10.2 Overgangsrecht gebruik

 

a. Het gebruik van grond en bouwwerken dat bestond op het tijdstip van inwerkingtreding van het bestemmingsplan en hiermee in strijd is, mag worden voortgezet.

 

b. Het is verboden het met het bestemmingsplan strijdige gebruik, bedoeld in het eerste lid, te veranderen of te laten veranderen in een ander met dat plan strijdige gebruik, tenzij door deze verandering de afwijking naar aard en omvang wordt verkleind.

 

c.

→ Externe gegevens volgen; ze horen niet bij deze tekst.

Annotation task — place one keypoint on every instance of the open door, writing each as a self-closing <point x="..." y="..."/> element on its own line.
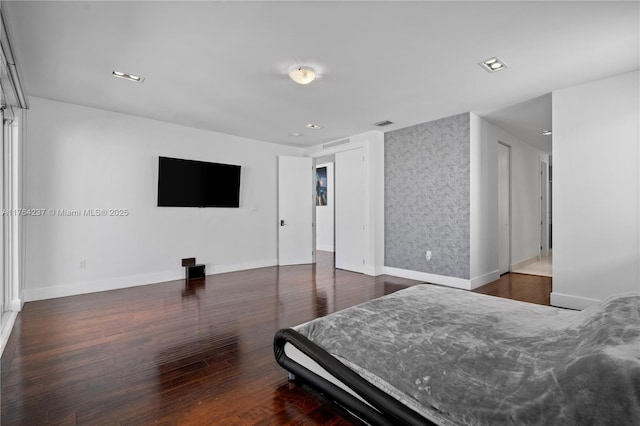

Indien het gebruik, bedoeld in het eerste lid, na het tijdstip van inwerkingtreding van het plan voor een periode langer dan een jaar wordt onderbroken, is het verboden dit gebruik daarna te hervatten of te laten hervatten.

 

d. Het eerste lid is niet van toepassing op het gebruik dat reeds in strijd was met het voorheen geldende bestemmingsplan, daaronder begrepen de overgangsbepalingen van dat plan.

 

 

 

Artikel 11 Slotregel

Deze regels worden aangehaald als: Regels van het bestemmingsplan '4e herziening bestemmingsplan Wielwijk, Crabbehof en Zuidhoven, locatie Van Gendtstraat'.